ERZURUM - Hak-İş Genel Başkanı Mahmut Arslan, bir düğün salonunda düzenlenen Erzurum Büyükşehir Belediyesi toplu iş sözleşmesi imza töreninde yaptığı konuşmada, 17 Aralık`ta başlayan, paralel devlet, yolsuzluk operasyonları konusunda bir kısım çevrelerin iktidarla, hükümetle mücadelelerini, Hak-İş üzerinden yapmaya özen gösterdiğini savundu.
Hak-İş`in bu tartışmalarda taraf olduğunun altını çizen Arslan, şunları kaydetti:
"Nerede taraftır, millet iradesinin yanında taraftır. Aynı zamanda yolsuzluğa, hırsızlığa, uğursuzluğa, rüşvete karşı da durduğu yerde taraftır. Biz, paralel devlet ve onun uzantılarına, onun Türkiye`deki faaliyetlerine, devlete ortak olma niyetlerine şiddetle karşı duracağız.
Türkiye Cumhuriyeti Devleti`nin ortak kabul etmediğini ve bu devletin bin yıllık bu topraklarda bir geleneğinin olduğunu, beş bin yıllık bir devlet geleneğimizin ortak kabul etmeyecek bir noktada olduğunu hatırlatmak isterim. Ama aynı zamanda kim olursa olsun, unvanı, makamı, ismi kim olursa olsun bu ülkenin bir kuruşuna tenezzül edip, bir kuruşuna eğer göz dikmişse bunun da hesabının sonuna kadar sorulmasından yanayız."
Taşeron çalışanların, toplu sözleşmeler olmadığı için hiçbir sosyal hakkı yok"

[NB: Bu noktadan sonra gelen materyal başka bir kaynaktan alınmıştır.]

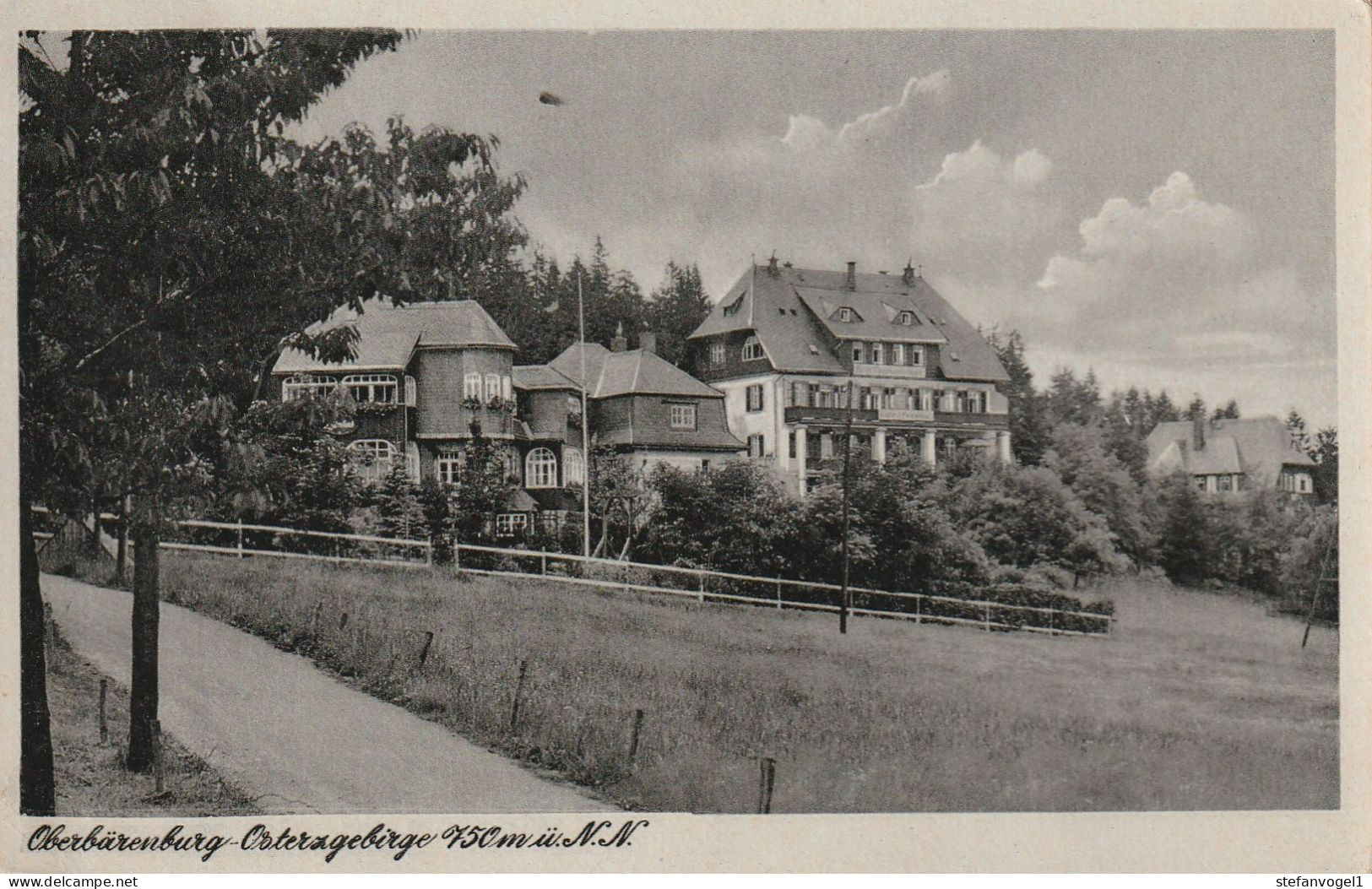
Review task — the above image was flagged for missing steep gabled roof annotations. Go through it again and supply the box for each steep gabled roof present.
[690,260,1010,382]
[1147,417,1315,485]
[549,343,724,398]
[272,299,514,373]
[796,287,948,344]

Genel Başkan Arslan, belediyelerde ve kamu kurumlarında genel olarak yaşanan taşeron uygulamalarıyla ilgili Türkiye`de sürdürülemez, içinden çıkılamaz ve devam ettirilemez durumla karşı karşıya kalındığını savundu.
Türkiye`ye yakışmıyor
Türkiye`de 1999`da belediyelerdeki kadrolu işçi sayısının yaklaşık 250 bin civarında olduğunu anımsatan Arslan, şunları kaydetti:
"Taşeron işçisi hemen hemen yoktu. Geçici işçiler vardı. Bugün geldiğimiz noktada belediyelerde toplam 70 bin kadrolu içi var. 400 bine yakın da taşeron işçisi var. Dolayısıyla kamuda toplam taşeron işçisi bir milyon civarında. Toplam kadrolu işçi sayısı da 150 bine düştü. Dolayısıyla bu tablo Türkiye`ye yakışmıyor. Değişen, büyüyen, gelişen, dünyanın 17. büyük ekonomisi, milli geliri her yıl artan, hakikaten ciddi anlamda bir değişim, dönüşümü gerçekleştiren Türkiye`nin çalışma hayatında böyle bir yapının gerçekten sürdürülebilir olması mümkün değil.

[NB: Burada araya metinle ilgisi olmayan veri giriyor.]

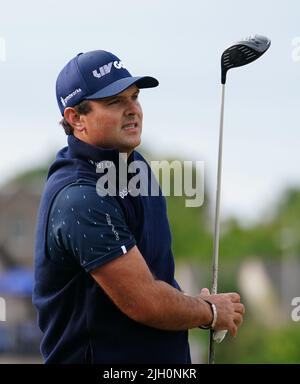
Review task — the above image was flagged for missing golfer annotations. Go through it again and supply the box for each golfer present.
[33,50,244,364]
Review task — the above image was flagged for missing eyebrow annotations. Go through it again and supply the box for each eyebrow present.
[103,89,140,102]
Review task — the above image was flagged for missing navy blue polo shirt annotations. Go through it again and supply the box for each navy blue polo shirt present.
[33,135,190,364]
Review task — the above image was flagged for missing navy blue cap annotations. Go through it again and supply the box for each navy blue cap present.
[56,50,159,115]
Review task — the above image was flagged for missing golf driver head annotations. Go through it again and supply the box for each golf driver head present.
[221,35,271,84]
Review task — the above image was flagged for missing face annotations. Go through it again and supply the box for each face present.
[74,85,143,154]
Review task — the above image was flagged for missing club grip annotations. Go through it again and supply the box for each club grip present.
[213,330,227,344]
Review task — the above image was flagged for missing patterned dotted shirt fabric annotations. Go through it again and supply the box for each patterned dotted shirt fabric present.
[47,183,136,272]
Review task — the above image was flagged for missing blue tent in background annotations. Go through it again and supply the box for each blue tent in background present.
[0,268,33,297]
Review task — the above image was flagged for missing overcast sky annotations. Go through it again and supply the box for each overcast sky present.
[0,0,300,224]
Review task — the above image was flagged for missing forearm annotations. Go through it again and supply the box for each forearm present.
[132,280,212,331]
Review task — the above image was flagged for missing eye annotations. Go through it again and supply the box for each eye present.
[108,99,120,105]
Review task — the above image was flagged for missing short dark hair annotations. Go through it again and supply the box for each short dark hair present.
[59,100,92,135]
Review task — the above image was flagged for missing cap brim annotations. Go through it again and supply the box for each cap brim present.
[85,76,159,100]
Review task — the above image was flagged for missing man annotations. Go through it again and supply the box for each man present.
[33,50,244,364]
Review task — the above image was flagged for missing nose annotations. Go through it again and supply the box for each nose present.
[125,99,141,116]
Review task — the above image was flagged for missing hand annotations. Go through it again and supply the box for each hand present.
[199,288,245,337]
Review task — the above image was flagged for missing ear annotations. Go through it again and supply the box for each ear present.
[64,107,85,132]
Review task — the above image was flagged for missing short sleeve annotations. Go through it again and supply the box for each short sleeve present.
[47,184,136,272]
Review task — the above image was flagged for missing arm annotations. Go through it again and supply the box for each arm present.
[91,246,241,331]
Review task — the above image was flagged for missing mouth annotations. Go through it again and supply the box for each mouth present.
[122,123,139,131]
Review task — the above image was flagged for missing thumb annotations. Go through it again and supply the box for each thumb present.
[200,288,210,296]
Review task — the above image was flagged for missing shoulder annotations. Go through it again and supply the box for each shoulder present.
[53,180,120,211]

Çünkü taşeron işçisi dediğimiz arkadaşlarımızla beraber çalışıyorsunuz. Onların ücretlerini, başkanlarımız biraz daha zorlayarak, belki asgari ücretin üzerine çıkarıyor ama toplu sözleşme olmadığı için hiçbir sosyal hakları yok. İkramiyeleri yok, fazla mesaileri, yıllık izinleri, kıdem tazminatları maalesef bunun büyük ölçüsünden mahrumlar."